Jackson Posey did not reply. Although he was often called boss, he held the rank of captain, one he had earned by shepherding convicts under the gun for two decades, pulling almost the same kind of time as his charges. But the fact he was a captain was a matter of great pride to him, because it meant he was literate and had administrative duties within the penal system. His forearms were pocked with early indications of skin cancer, the top of his forehead half-mooned like a sliver of melon rind where he normally wore a hat. He put three fingers into a pouch of Red Man and inserted the string tobacco into his jaw, then drove around to the back of the big house and parked under a mulberry tree.
Junior could see Andrea Castille seated on the patio, a pitcher of lemonade on a glass table beside her. A recording machine, the kind that made use of wire spools, rested on the brickwork by her foot, an extension cord running back through the French doors into the house.

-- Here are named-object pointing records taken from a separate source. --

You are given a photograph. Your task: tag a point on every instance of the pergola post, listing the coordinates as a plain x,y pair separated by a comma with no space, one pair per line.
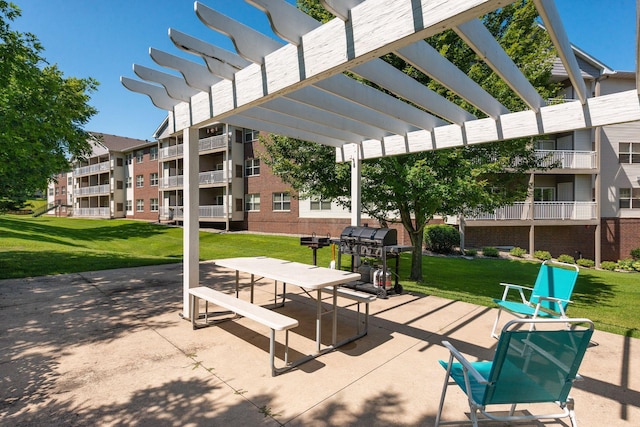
191,239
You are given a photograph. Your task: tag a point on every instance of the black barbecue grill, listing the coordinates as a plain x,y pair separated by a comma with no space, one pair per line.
371,242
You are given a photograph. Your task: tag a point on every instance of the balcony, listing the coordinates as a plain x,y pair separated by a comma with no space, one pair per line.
212,177
568,159
91,169
92,212
93,190
213,143
540,211
171,151
171,181
177,212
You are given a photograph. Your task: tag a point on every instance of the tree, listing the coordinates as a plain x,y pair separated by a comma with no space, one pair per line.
412,189
41,115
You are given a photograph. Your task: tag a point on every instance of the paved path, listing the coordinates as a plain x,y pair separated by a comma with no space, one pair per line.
109,348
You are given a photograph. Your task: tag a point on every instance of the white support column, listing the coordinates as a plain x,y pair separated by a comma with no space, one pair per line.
356,175
191,238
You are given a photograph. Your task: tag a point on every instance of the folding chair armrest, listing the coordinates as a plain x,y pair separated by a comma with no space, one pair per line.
519,288
465,363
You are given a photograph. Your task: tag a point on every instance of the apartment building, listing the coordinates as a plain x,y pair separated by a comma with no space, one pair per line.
119,179
588,205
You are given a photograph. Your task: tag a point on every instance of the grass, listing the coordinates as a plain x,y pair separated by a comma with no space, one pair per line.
48,245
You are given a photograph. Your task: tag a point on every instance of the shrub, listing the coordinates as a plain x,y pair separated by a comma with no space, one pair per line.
625,264
587,263
490,251
517,252
542,255
441,238
566,259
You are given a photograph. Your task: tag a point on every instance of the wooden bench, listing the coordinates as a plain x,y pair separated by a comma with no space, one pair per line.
359,297
273,320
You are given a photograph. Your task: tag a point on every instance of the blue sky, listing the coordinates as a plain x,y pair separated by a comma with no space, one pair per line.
103,38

Inside the living room a little girl, a miniature of her mother, played on the rug with wood blocks.
“I always treated you fair, ain’t I?” the guard said.
“Yes, suh,” Junior said.
“Then it don’t hurt to tell Miss Andrea that, does it?”
“No, suh.”
“You stay where I can see you,” he said.
“Wouldn’t have it no other way, boss.”
Jackson Posey narrowed one watery blue eye, as though squinting down a rifle barrel. “You sassing me?” he said.
Junior shut the truck door behind him and approached Andrea Castille with his guitar cradled under his right arm. She wore a pink sundress and dark glasses and a gold cross on a chain around her throat. “Can you play “Goodnight Irene’?” she said.
“Yes, ma’am, I learned it from the man who wrote it,” he replied.
“I’d like to record you while you do it. That is, if you don’t mind.”
“No, ma’am, I’m glad to.”
“Would you like to sit down?”
“Standing is just fine, ma’am.”
He slipped the cloth strap of the guitar around his neck and sang for her, feeling foolish at the contrived nature of the situation, wondering if the guard’s eyes were burrowing into his back or if Andrea Castille’s husband was watching him from an upstairs window.
“You have a wonderful voice,” she said. “Sit down. Please, it’s all right.”
“Ma’am, I’m a convict.” Involuntarily his eyes swept across the back windows of the house.
She seemed to resign herself to his recalcitrance. “Would you sing another song?” she said.
He sang one of his own compositions. The breeze had dropped and his shirt was damp against his skin. He could not see her eyes behind her dark glasses, but he believed they were invading his person. His fingers were moist and clumsy on the frets, his voice uncertain. A muscle spasm sliced across his back from the odd angle in which he was holding the Stella.
He stopped and blotted his face on his sleeve, his heart beating. Why was he behaving like this?
But he already knew the answer. He wanted her approval just like an organ grinder’s monkey.
“I hurt my back in the field yesterday. Just ain’t myself,” he said.
“Maybe you can come another time, when you’re feeling better,” she said.
He shook his head negatively, his eyes lowered, his frustration and anger at himself rising. But she didn’t give him time to speak. “I have something for you. I’ll be just a minute,” she said.